June 18, 2020
Determining Correct Admission Status for COVID-19 Patients
Deciding on the correct admission status for COVID-19 patients is the first step toward proper hospital and provider reimbursement. Because of the unpredictable course of COVID-19 infection, it is especially challenging for physicians to choose an appropriate initial admission status, which is further complicated by COVID-19 testing issues.
Current diagnostic tests (RT-PCR), authorized by the FDA under emergency use authorization, have about 71% to 75% sensitivity, which means that up to 30% of symptomatic COVID-19 patients may have a false-negative test. Thorough clinical assessment and documentation, including risk factors, is paramount. As well, it’s vital to remain current on rapidly changing clinical criteria for COVID-19 admissions and to understand the factors that can prevent COVID-19 denials.
Your decision whether to admit the patient to the hospital depends on three factors.
- Vital signs on admission: The key is the presence of hypoxia, defined as pulse ox less than 94%.
- Patient risk factors: Age, comorbidities, immune deficiency, altered mental status, or evidence of lower respiratory tract infection.
- Risk factors for progression to severe disease: Elevated D-dimer, CPK, CRP, LDH, transaminases, troponin or lactate; low absolute lymphocyte count; extensive bilateral and/or worsening pulmonary infiltrates, and failed 1-minute walk test.
Using these factors, you can identify patients who can be discharged from the ED, admitted to hospital, including the intensive care unit, or placed in observation.
Generally, patients can be discharged from the ED if they are clinically stable, do not have any risk factors, are not at risk for progression to severe disease, and can be safely isolated at a low level of care. Patients who have oxygenation less than 94% on room air require hospitalization. And, if they have hemodynamic instability or need more than five liters of oxygen to maintain oxygenation above 94%, they are at high risk for rapid deterioration and are candidates for admission to ICU.
Patients in the gray zone are clinically stable right now, but they have risk factors, including for progression to severe disease. These patients are appropriate for observation. In all cases, documentation must be specific and clear about why their status aligns with their level of care.
Other tools that help to risk-stratify include the MuLBSTA Score for Viral Pneumonia Mortality, which looks at six different criteria to predict a 90-day mortality rate for those patients. MCG’s Acute Viral Illness Guidelines are also available to help determine an appropriate status, particularly for commercial patients, and can be downloaded free of charge.

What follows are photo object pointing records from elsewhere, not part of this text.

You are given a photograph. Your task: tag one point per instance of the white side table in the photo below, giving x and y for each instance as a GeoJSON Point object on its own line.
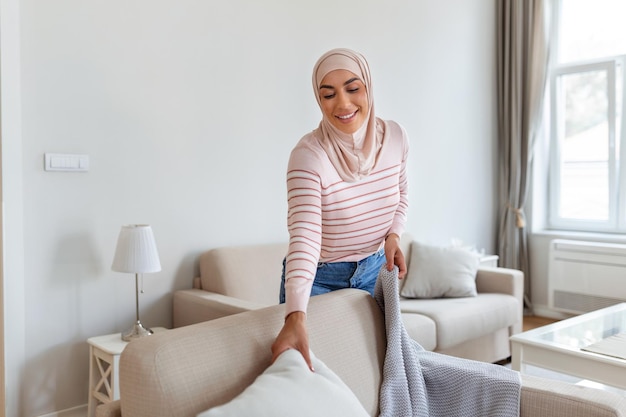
{"type": "Point", "coordinates": [104, 358]}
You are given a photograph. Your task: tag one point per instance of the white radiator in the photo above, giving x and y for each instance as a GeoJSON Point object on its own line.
{"type": "Point", "coordinates": [585, 276]}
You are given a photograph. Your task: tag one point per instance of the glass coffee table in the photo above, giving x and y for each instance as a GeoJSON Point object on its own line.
{"type": "Point", "coordinates": [560, 347]}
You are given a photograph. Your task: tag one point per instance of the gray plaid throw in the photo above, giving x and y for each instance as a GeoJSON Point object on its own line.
{"type": "Point", "coordinates": [421, 383]}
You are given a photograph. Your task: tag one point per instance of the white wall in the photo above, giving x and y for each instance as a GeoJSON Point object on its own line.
{"type": "Point", "coordinates": [188, 111]}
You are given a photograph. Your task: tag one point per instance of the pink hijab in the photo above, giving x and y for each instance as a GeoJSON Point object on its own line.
{"type": "Point", "coordinates": [352, 155]}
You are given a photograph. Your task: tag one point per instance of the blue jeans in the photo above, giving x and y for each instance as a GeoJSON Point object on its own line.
{"type": "Point", "coordinates": [333, 276]}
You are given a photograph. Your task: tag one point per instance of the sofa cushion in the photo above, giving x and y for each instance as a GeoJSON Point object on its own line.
{"type": "Point", "coordinates": [440, 272]}
{"type": "Point", "coordinates": [462, 319]}
{"type": "Point", "coordinates": [288, 387]}
{"type": "Point", "coordinates": [251, 273]}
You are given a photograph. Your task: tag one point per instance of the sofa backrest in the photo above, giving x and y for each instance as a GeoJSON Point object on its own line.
{"type": "Point", "coordinates": [250, 273]}
{"type": "Point", "coordinates": [184, 371]}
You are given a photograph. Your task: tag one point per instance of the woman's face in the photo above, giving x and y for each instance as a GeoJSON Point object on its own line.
{"type": "Point", "coordinates": [343, 99]}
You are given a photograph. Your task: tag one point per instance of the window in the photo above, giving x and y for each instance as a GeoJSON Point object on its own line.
{"type": "Point", "coordinates": [586, 98]}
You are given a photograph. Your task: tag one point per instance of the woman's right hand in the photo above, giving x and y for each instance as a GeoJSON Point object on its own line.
{"type": "Point", "coordinates": [293, 335]}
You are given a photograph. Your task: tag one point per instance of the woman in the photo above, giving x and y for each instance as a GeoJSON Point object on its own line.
{"type": "Point", "coordinates": [347, 196]}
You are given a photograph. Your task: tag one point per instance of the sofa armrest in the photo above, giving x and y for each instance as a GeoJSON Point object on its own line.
{"type": "Point", "coordinates": [550, 398]}
{"type": "Point", "coordinates": [195, 306]}
{"type": "Point", "coordinates": [112, 409]}
{"type": "Point", "coordinates": [503, 281]}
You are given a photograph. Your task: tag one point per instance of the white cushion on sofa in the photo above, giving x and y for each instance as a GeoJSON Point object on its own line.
{"type": "Point", "coordinates": [288, 387]}
{"type": "Point", "coordinates": [440, 272]}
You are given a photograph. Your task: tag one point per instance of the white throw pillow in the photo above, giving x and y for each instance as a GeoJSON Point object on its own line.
{"type": "Point", "coordinates": [289, 388]}
{"type": "Point", "coordinates": [437, 272]}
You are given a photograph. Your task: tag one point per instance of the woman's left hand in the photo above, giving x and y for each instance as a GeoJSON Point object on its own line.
{"type": "Point", "coordinates": [394, 254]}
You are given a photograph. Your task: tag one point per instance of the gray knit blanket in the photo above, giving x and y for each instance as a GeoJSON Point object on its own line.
{"type": "Point", "coordinates": [417, 382]}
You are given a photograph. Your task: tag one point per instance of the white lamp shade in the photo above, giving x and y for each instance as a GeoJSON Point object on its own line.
{"type": "Point", "coordinates": [136, 250]}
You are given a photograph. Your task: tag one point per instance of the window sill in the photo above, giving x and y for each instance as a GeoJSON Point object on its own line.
{"type": "Point", "coordinates": [568, 234]}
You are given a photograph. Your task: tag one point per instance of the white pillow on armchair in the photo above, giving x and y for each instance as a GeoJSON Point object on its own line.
{"type": "Point", "coordinates": [437, 272]}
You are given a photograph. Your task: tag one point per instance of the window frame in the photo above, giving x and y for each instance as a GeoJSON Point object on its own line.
{"type": "Point", "coordinates": [615, 221]}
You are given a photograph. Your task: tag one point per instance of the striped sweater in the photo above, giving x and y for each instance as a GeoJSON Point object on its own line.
{"type": "Point", "coordinates": [330, 220]}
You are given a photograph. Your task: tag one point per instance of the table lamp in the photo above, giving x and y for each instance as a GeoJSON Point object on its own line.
{"type": "Point", "coordinates": [136, 253]}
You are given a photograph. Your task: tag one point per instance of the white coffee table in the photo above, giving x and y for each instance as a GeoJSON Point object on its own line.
{"type": "Point", "coordinates": [558, 347]}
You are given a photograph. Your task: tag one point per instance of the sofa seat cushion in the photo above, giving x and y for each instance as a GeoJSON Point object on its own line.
{"type": "Point", "coordinates": [462, 319]}
{"type": "Point", "coordinates": [288, 387]}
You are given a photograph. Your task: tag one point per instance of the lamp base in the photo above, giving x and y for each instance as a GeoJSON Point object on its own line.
{"type": "Point", "coordinates": [136, 332]}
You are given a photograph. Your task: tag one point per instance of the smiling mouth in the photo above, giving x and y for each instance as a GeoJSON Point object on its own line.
{"type": "Point", "coordinates": [347, 116]}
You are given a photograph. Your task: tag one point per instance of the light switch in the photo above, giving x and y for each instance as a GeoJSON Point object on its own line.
{"type": "Point", "coordinates": [66, 162]}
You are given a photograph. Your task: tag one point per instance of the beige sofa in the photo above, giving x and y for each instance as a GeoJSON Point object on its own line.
{"type": "Point", "coordinates": [242, 278]}
{"type": "Point", "coordinates": [184, 371]}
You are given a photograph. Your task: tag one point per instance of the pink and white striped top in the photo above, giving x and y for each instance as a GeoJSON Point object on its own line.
{"type": "Point", "coordinates": [331, 220]}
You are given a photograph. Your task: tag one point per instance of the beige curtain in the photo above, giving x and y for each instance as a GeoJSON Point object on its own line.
{"type": "Point", "coordinates": [522, 66]}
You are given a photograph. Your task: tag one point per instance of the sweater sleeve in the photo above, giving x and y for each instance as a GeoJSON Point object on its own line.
{"type": "Point", "coordinates": [400, 216]}
{"type": "Point", "coordinates": [304, 222]}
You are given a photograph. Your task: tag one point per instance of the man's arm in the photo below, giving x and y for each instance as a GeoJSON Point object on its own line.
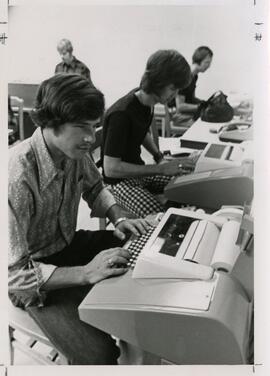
{"type": "Point", "coordinates": [152, 148]}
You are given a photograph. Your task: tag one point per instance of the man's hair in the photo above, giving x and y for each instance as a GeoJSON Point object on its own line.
{"type": "Point", "coordinates": [64, 44]}
{"type": "Point", "coordinates": [163, 68]}
{"type": "Point", "coordinates": [200, 54]}
{"type": "Point", "coordinates": [66, 98]}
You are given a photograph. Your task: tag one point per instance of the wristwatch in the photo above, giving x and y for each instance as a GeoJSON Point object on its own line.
{"type": "Point", "coordinates": [158, 157]}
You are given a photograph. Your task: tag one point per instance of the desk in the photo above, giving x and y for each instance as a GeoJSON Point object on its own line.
{"type": "Point", "coordinates": [200, 131]}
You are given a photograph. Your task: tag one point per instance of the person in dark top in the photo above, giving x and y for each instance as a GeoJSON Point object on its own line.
{"type": "Point", "coordinates": [186, 103]}
{"type": "Point", "coordinates": [126, 129]}
{"type": "Point", "coordinates": [69, 62]}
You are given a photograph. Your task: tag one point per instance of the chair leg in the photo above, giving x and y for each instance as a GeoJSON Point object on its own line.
{"type": "Point", "coordinates": [11, 347]}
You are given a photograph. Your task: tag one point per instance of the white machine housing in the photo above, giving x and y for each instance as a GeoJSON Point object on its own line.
{"type": "Point", "coordinates": [184, 321]}
{"type": "Point", "coordinates": [185, 243]}
{"type": "Point", "coordinates": [223, 155]}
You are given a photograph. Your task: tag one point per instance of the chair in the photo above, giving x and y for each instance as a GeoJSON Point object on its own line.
{"type": "Point", "coordinates": [20, 322]}
{"type": "Point", "coordinates": [17, 105]}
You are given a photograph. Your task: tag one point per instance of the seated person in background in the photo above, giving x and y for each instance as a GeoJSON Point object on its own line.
{"type": "Point", "coordinates": [13, 134]}
{"type": "Point", "coordinates": [51, 265]}
{"type": "Point", "coordinates": [186, 103]}
{"type": "Point", "coordinates": [126, 129]}
{"type": "Point", "coordinates": [69, 62]}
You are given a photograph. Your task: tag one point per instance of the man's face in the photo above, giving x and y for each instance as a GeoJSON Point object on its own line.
{"type": "Point", "coordinates": [66, 56]}
{"type": "Point", "coordinates": [75, 139]}
{"type": "Point", "coordinates": [167, 94]}
{"type": "Point", "coordinates": [205, 63]}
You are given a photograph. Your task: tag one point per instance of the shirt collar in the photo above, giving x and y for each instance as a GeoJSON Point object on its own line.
{"type": "Point", "coordinates": [46, 167]}
{"type": "Point", "coordinates": [72, 64]}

It is worth noting that, in otherwise clinically stable patients without high risk for clinical deterioration, the need for isolation that cannot be performed outside of a hospital setting will not -on their own- justify observation or inpatient stay.
The 1st wave of denials for COVID-19 admissions may be just the tip of the iceberg, and we know more are coming. Now is the time to reinforce clear and specific documentation as the key to preventing denials. Seemingly small details, such as oxygenation on room air, presenting physical findings (for example accessory muscle use, or suprasternal, intercostal or subcostal retractions), patient risk factors and risk factors for progression to severe disease, including 1-minute walk test, can prevent the denial of an entire hospital stay.